Upsampling, deconvolution, unpooling

By | September 11, 2018

This blog is inspired from my previous blog on Fully Convolutional Networks (FCN). It is important to know about upsampling, deconvolution and unpooling to fully understand FCNs.

Upsampling

In image processing, the process of upsampling is something, where we try to stretch up image resolution. 

Traditionally, upsampling is performed using techniques like:

  • Bi-linear interpolation
  • Bi-cubic interpolation
  • Nearest neighbour interpolation

These methods involve feature engineering. So, network does not learn anything in this case.

Why deconvolution ?

We want our network to learn how to upsample optimally, we can use deconvolution. It does not use any predefined interpolation, rather it has learnable parameters. In FCNs, we want output to be equal to the original input size. As we know, in Convnets, as the depth of layers increases the size of the tensors is reducing. So, in FCNs, the process of upsampling is performed using the operation called deconvolution or transposed convolution.

Deconvolution or transposed convolution

From my reading so far, this name seemed controversial. In some research paper, it was termed as deconvolution. It was considered inappropriate by other researchers. But as suggested by Stanford slides, we will refer it as transposed convolution in this blog.

In order to understand what is transposed convolution, it is necessary understand what is convolution matrix.

Convolution matrix

convolution matrix - upsampling example
Convolution matrix

As shown in above image, we have a 4×4 image. Convolution kernel is of size 3×3. The convolution operation performs element-wise multiplication between input matrix and kernel. Since we have no padding and stride length one, output is 2×2.

So, in convolution we went from 4×4 to 2×2. In transposed convolution, we go reverse, that is from 2×2 to 4×4. It is upsampling.

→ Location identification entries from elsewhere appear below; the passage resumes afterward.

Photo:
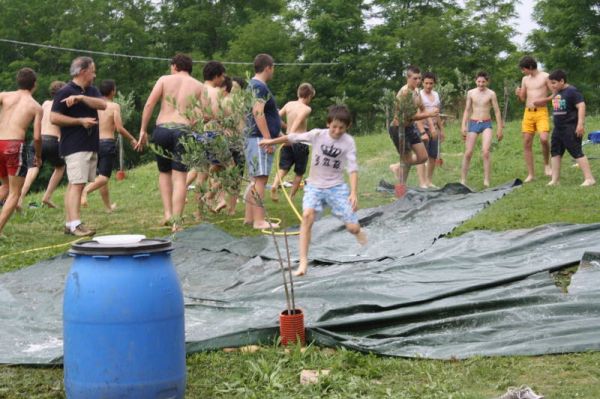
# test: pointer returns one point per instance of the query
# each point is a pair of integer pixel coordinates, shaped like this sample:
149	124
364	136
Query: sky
525	23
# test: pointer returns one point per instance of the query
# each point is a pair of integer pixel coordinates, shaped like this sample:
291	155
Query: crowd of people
75	131
418	128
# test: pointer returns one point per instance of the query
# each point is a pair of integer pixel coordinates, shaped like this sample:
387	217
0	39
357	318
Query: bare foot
302	268
361	237
176	228
395	169
165	222
49	204
265	225
588	182
219	207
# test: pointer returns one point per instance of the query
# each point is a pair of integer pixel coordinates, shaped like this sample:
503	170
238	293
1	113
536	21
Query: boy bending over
569	119
296	114
333	151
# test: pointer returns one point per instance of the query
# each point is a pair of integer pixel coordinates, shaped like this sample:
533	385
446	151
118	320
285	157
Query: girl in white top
434	128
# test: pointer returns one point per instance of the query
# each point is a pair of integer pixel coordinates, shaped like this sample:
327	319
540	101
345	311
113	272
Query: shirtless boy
295	113
407	132
171	125
50	139
109	121
534	91
212	97
17	110
476	121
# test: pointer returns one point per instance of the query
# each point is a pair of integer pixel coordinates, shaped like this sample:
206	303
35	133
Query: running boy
407	132
333	151
296	115
17	110
476	121
50	155
569	121
109	122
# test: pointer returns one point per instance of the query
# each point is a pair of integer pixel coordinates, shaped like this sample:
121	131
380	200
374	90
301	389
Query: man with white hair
75	110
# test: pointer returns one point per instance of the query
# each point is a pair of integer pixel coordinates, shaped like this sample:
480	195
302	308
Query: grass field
272	372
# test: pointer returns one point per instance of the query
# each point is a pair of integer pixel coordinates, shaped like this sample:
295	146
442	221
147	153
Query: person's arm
120	128
353	198
37	137
269	143
468	106
521	91
499	121
352	168
258	111
580	128
92	102
153	98
59	119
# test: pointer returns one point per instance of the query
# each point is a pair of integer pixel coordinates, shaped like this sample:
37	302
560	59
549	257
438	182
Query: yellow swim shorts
535	120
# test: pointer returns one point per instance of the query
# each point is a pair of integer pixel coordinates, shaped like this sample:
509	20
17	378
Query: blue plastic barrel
123	319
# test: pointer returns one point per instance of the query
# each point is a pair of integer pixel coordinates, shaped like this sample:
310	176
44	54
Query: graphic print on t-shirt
559	105
328	154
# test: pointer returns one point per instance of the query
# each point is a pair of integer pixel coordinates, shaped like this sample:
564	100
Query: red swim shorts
13	158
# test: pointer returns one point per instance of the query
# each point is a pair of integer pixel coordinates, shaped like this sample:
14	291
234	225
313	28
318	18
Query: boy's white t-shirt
329	156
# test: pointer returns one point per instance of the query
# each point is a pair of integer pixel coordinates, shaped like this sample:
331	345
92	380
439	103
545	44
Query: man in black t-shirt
569	120
75	110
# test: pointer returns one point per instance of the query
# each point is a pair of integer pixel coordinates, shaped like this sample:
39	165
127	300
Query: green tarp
410	292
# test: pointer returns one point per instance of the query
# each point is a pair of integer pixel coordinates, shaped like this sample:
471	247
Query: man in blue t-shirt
263	123
75	110
569	119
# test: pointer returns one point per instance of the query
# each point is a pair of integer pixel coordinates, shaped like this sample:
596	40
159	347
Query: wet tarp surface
409	292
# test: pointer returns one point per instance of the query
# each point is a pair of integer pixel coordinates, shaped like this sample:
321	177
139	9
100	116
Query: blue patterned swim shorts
335	197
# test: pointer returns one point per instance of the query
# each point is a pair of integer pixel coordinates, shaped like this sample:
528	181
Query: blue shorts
107	153
479	126
431	145
335	197
259	161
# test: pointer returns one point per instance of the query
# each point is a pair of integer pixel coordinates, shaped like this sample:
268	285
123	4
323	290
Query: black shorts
238	160
295	154
168	140
411	137
50	151
107	153
565	139
431	145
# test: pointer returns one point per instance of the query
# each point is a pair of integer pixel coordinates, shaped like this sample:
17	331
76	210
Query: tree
569	39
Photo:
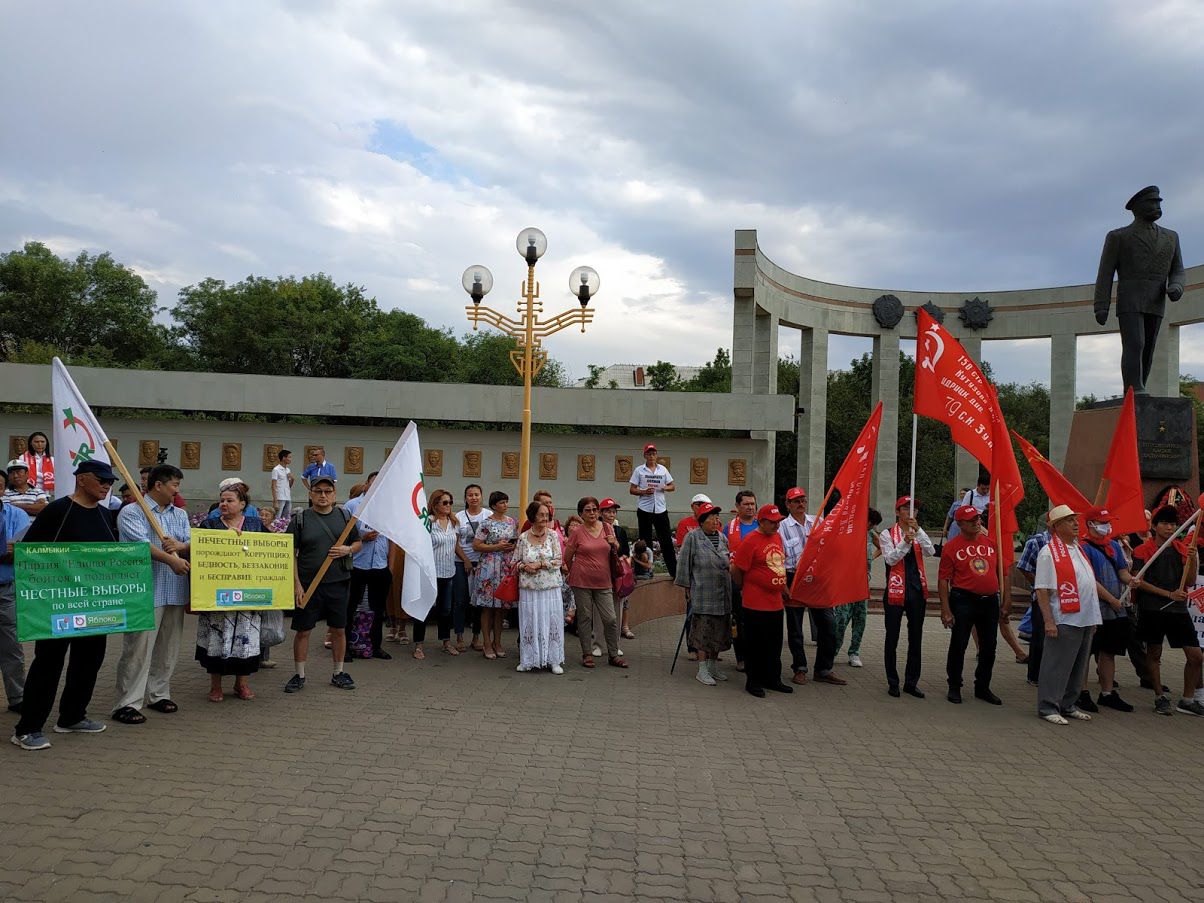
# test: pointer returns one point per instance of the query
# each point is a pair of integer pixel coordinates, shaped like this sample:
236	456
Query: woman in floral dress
542	625
495	541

We can perform convolution operation using matrix multiplication. For that, we rearrange the kernel values in a matrix. Below in the image is a convolution matrix. It is the kernel values rearranged and inserted in a matrix of size 4×16. Image matrix is converted into vector of size 16×1. Matrix multiplication of this two results into an output vector of size 4×1. This output vector can further be arranged to size 2×2.